Biogen says new brain infection linked to Tysabri

NEW YORK (Reuters) - Biogen Idec Inc said on Monday it notified regulators of a new case of a potentially deadly brain disease in a patient being treated with its Tysabri multiple sclerosis drug, the fourth such case reported globally this year.

The latest case of the brain infection, known as progressive multifocal leukoencephalopathy (PML), was seen in a European patient that had been taking Tysabri as a stand-alone treatment for 26 months, Biogen said in a regulatory filing.

“The patient is under physician’s care,” company spokeswoman Shannon Altimari said, noting it was too soon to speculate on the prognosis for the patient.

Biogen shares were down 1.2 percent in morning trading, while the stock of its marketing partner, Elan Corp of Ireland, fell 3.7 percent on the New York Stock Exchange.

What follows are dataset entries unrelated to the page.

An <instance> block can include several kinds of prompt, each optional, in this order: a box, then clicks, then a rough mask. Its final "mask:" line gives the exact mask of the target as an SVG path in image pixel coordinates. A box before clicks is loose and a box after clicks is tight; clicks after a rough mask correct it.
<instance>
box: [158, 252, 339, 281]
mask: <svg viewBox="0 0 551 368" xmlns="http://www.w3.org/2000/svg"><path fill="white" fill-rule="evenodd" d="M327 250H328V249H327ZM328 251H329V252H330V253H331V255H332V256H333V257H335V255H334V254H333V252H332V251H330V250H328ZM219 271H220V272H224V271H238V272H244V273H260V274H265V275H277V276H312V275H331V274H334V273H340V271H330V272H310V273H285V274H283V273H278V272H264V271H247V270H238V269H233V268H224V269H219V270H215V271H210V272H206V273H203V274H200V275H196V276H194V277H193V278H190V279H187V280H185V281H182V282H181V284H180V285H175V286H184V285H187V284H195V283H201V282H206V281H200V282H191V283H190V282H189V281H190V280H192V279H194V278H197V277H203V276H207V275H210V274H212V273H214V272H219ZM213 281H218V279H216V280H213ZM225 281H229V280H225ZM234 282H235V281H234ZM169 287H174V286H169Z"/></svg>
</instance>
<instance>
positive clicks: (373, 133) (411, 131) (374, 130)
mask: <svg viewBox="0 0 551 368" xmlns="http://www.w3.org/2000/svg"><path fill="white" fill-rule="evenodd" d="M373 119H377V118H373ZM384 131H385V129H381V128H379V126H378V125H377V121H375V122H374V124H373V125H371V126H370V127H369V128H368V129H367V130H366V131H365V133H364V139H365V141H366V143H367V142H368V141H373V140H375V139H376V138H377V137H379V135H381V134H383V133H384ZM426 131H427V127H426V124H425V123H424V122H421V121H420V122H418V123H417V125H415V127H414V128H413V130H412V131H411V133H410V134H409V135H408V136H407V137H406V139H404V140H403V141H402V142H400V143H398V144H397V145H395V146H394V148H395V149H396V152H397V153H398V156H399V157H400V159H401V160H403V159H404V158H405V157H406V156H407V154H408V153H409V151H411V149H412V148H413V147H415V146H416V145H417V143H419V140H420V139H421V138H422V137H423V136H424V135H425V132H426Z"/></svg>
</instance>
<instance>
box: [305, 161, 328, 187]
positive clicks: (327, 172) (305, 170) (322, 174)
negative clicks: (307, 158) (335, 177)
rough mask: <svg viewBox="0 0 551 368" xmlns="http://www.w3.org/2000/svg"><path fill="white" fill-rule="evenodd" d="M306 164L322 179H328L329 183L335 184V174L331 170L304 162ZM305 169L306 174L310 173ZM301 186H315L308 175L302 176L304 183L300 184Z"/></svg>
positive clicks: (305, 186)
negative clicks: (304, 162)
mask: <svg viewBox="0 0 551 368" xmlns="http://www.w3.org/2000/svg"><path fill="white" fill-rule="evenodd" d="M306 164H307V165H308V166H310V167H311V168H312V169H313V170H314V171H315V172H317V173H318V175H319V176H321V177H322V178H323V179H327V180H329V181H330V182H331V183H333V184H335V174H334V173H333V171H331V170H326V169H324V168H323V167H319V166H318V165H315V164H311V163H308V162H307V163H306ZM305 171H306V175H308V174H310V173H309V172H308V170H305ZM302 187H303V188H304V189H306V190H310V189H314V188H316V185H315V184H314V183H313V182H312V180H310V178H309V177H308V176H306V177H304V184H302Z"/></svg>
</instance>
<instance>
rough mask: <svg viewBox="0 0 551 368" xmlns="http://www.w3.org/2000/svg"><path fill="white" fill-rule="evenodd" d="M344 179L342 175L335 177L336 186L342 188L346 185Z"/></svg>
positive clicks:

Shares of Biogen and Elan fell sharply after the drugmakers disclosed on October 29 that a case of PML had been seen in a U.S. patient. In July, the companies reported two cases had emerged in Europe.

This year’s four cases are the first to be announced since Tysabri was withdrawn from the market in 2005 after three earlier patients developed the brain infection.

Asked why no cases were seen in 2006 or 2007, Biogen spokeswoman Naomi Aoki on Monday said, “The drug had been taken off the market for a little over a year, and returned in July 2006.”

She said Biogen and Elan believe the superior effectiveness of Tysabri in preventing relapses of multiple sclerosis symptoms justifies its use, despite the relatively low risk of

PML.

Aoki said about 35,000 patients worldwide are taking Tysabri, and that the drug in clinical trials was able to produce a 68 percent reduction in relapses.

Rival drugs, by contrast, are able to reduce relapses by only about a third, she said.